I'm currently in the process of adding some metrics to an existing pipeline that runs on Google Dataproc via the Spark Runner and I'm trying to determine how to access these metrics and eventually expose them to Stackdriver (to be used downstream in Grafana dashboards).
The metrics themselves are fairly simple (a series of counters) and are defined as such (and accessed in DoFns throughout the pipeline):
object Metrics {
val exampleMetric: Counter = Metrics.counter(ExamplePipeline::class.qualifiedName, "count")

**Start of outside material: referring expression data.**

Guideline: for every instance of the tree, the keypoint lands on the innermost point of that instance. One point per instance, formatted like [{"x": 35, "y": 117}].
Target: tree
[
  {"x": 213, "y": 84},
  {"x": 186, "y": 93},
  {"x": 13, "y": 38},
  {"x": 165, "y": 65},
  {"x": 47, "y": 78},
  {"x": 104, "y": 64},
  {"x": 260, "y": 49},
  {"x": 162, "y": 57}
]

// Others omitted for brevity
}
This metric (and others) are incremented throughout the course of the pipeline in various DoFn
calls and several unit tests confirm that the MetricQueryResults
object from the pipeline is properly populated after executing via the DirectRunner
.
The primary issue here is that I see no indication within Dataproc or any of the related UIs exposed in GCP (YARN ResourceManager, Spark History Server, YARN Application Timeline, etc.) that these metrics are being emitted. I've tried scouring through logs and anywhere else that I can, but I don't see any sign of these custom metrics (or really any metrics in general being emitted from Spark and/or into Stackdriver).
Job Configuration
The Spark job itself is configured through the following command in a script (assuming that the appropriate .jar file has been copied up into the proper bucket in GCP:
gcloud dataproc jobs submit spark --jar $bucket/deployment/example-pipeline.jar \
--project $project_name \
--cluster $cluster_name \
--region $region \
--id pipeline-$timestamp \
--driver-log-levels $lots_of_things_here \
--properties=spark.dynamicAllocation.enabled=false \
--labels="type"="example-pipeline","namespace"="$namespace" \
--async \
-- \
--runner=SparkRunner \
--streaming
Cluster Configuration
The cluster itself appears to have every metric-related property enabled that I could think of such as:
dataproc:dataproc.logging.stackdriver.enable=true
dataproc:dataproc.logging.stackdriver.job.driver.enable=true
dataproc:dataproc.monitoring.stackdriver.enable=true
dataproc:spark.submit.deployMode=cluster
spark:spark.eventLog.dir=hdfs:///var/log/spark/apps
spark:spark.eventLog.enabled=true
yarn:yarn.log-aggregation-enable=true
yarn:yarn.log-aggregation.retain-seconds=-1
Those were just a few of the properties on the cluster, however there are countless others, so if one appears to be missing or incorrect (as it pertains to the metrics story), feel free to ask.
Questions
- It doesn't seem as though these metrics are automatically emitted or visible from Spark (or in Stackdriver), is there some missing configuration there at the cluster/job level? Or something like the
MetricsOptions
interface? - Once we have metrics actually being emitted, I'd assume that Stackdriver has a mechanism to handle consuming these from DataProc (which seemed to sound like what
dataproc:dataproc.monitoring.stackdriver.enable=true
would handle). Is that the case?
I have to imagine this is a fairly common use-case (for Spark / Dataproc / Beam), but I'm unsure of which pieces of the configuration puzzle are missing and documentation/articles related to this process seem quite sparse.
Thanks in advance!